OSU study shows exposure to bad air raises blood pressure
The air people breathe while walking in the park, working in the garden or shopping downtown may be unhealthy enough to seriously spike their blood pressure, a new study suggests.
Cardiovascular researchers at The Ohio State University Medical Center are the first to report a direct link between air pollution and its impact on high blood pressure, or hypertension. If the results from these animal studies hold up, this could be important for human health.
“We now have even more compelling evidence of the strong relationship between air pollution and cardiovascular disease,” said Sanjay Rajagopalan, section director of vascular medicine at Ohio State’s Medical Center and co-author of the study. This builds upon previous research from Rajagopalan’s team published in the journals JAMA, Circulation and Inhalation Toxology.
Researchers exposed rats to levels of airborne pollutants that humans breathe everyday, noting the levels were still considerably below levels found in developing countries such as China and India, and in some parts of the U.S.
Researchers found that short-term exposure to air pollution, over a 10-week period, elevates blood pressure in those already predisposed to the condition. The results appear online and are scheduled for publication in an upcoming issue of Arteriosclerosis, Thrombosis, and Vascular Biology, a journal published by the American Heart Association.
“Recent observational studies in humans suggest that within hours to days following exposure, blood pressure increases,” Rajagopalan says.
In a highly-controlled experiment, hypertensive rats were placed in chambers and exposed to either particulate matter or filtered air for six hours a day, five days a week, over a period of 10 weeks. At week nine, researchers infused angiotensin II, another pollutant, into mini-pumps within the chambers and monitored responses in blood pressure over one week.
The air pollution level inside the chamber containing particulate matter was comparable to levels a commuter may be exposed to in urban areas with heavy traffic such as downtown Manhattan. “Pre-exposure to air pollution markedly increased blood pressure responses following infusion of angiotensin II,” added Rajagopalan.
According to the U.S. Environmental Protection Agency (EPA), the four most common pollutants emitted into the air are particulate matter, ozone, nitrogen dioxide and sulfur dioxide. Air pollution is commonly the result of industrial emissions, coal burning, power plants and automobile exhaust.
“This study provides guidance for the EPA to change pre-existing stringent standards in the effort to reduce air pollution,” says Rajagopalan. “Our study also confirmed a need for a broader based approach, from the entire world, to influence policy development.”

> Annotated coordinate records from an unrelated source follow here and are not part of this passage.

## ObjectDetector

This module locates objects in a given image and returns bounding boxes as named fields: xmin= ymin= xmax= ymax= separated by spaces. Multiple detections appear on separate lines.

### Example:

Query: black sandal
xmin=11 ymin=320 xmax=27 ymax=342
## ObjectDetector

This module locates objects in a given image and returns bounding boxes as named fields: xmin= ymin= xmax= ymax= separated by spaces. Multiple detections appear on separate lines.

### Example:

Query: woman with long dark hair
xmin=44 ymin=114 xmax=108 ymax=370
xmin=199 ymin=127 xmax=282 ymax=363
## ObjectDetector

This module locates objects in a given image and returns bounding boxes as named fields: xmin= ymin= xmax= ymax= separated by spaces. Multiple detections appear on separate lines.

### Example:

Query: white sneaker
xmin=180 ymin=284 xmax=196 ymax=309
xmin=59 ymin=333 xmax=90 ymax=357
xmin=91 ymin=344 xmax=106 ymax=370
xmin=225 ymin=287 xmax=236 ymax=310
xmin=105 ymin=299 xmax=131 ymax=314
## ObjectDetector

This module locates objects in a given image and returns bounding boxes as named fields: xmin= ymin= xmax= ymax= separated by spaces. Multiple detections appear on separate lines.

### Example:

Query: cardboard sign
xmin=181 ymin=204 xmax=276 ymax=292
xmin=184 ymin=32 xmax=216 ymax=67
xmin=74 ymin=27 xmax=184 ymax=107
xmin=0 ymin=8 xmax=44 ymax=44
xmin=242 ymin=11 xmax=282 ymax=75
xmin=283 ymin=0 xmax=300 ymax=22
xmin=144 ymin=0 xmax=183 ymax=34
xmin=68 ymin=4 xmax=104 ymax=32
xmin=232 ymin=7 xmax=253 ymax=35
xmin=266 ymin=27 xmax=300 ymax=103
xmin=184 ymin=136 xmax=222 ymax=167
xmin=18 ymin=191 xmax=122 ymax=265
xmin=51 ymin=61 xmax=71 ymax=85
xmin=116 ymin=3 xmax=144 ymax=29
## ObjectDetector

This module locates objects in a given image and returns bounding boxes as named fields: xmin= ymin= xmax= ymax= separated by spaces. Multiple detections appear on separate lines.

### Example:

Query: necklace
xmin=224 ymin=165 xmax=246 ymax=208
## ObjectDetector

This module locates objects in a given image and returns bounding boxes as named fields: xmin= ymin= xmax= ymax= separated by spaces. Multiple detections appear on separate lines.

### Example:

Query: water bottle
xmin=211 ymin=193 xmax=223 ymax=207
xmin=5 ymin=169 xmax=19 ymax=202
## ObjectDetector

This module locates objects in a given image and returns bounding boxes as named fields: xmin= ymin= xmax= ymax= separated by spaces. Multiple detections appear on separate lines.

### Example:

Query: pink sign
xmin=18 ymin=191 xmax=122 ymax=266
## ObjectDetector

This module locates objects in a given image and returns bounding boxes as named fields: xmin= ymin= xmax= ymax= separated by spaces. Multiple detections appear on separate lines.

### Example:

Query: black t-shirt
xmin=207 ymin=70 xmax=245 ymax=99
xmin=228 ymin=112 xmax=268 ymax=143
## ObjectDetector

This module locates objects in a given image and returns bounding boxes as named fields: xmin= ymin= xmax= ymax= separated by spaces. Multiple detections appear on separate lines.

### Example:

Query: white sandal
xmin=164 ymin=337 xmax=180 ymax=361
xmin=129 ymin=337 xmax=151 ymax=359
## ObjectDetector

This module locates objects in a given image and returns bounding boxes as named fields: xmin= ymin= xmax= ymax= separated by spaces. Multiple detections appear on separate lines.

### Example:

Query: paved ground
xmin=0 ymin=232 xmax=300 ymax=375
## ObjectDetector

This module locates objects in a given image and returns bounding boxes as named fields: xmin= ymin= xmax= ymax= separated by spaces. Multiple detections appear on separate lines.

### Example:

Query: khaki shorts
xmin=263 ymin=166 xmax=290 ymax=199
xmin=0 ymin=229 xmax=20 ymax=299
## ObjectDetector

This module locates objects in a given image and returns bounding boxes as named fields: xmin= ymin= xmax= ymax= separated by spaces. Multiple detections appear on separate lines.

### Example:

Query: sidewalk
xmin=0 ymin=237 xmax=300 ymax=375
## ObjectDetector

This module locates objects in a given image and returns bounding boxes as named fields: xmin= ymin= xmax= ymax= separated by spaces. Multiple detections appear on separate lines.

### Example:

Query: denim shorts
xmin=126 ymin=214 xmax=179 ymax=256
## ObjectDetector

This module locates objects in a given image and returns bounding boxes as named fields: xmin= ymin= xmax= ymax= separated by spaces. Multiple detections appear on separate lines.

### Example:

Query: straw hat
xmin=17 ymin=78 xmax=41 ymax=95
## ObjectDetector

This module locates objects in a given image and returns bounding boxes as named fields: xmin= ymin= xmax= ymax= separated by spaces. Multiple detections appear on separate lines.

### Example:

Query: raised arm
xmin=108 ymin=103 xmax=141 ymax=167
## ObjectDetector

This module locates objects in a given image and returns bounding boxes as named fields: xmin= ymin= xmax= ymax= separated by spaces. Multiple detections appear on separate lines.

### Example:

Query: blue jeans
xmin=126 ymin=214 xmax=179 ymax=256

Qinghua Sun, first author of the study, will analyze vascular function in humans before and after the upcoming summer Olympics in Beijing, China. With stringent laws to ensure good quality during the games, it is anticipated that the air quality will improve significantly in and around Beijing. “We expect to find a tangible impact on vascular function and blood pressure because ultimately the only thing that will have changed is levels of air pollution,” says Sun.
Researchers at the University of Michigan, the U.S. Environmental Protection Agency, the Institute of Statistical Science and the New York University School of Medicine participated in the study.
Along with Rajagopalan and Sun, other Ohio State researchers involved in the study were Peibin Yue, Zhekang Ying and Arturo J. Cardounel. Funding from the National Institutes of Health supported this research.
According to the World Health Organization (WHO), more than three million premature deaths each year can be attributed to air pollution, with more than half of the population residing in developing low- and middle-income countries where air pollution levels are at their highest. For example, severe air pollution in Beijing, China, where the average concentration is well above five times that of levels typically found in the U.S., is the result of rapid industrial development, urbanization and increased traffic into the capital. WHO relies on scientific evidence and considers its implications when determining air quality guidelines.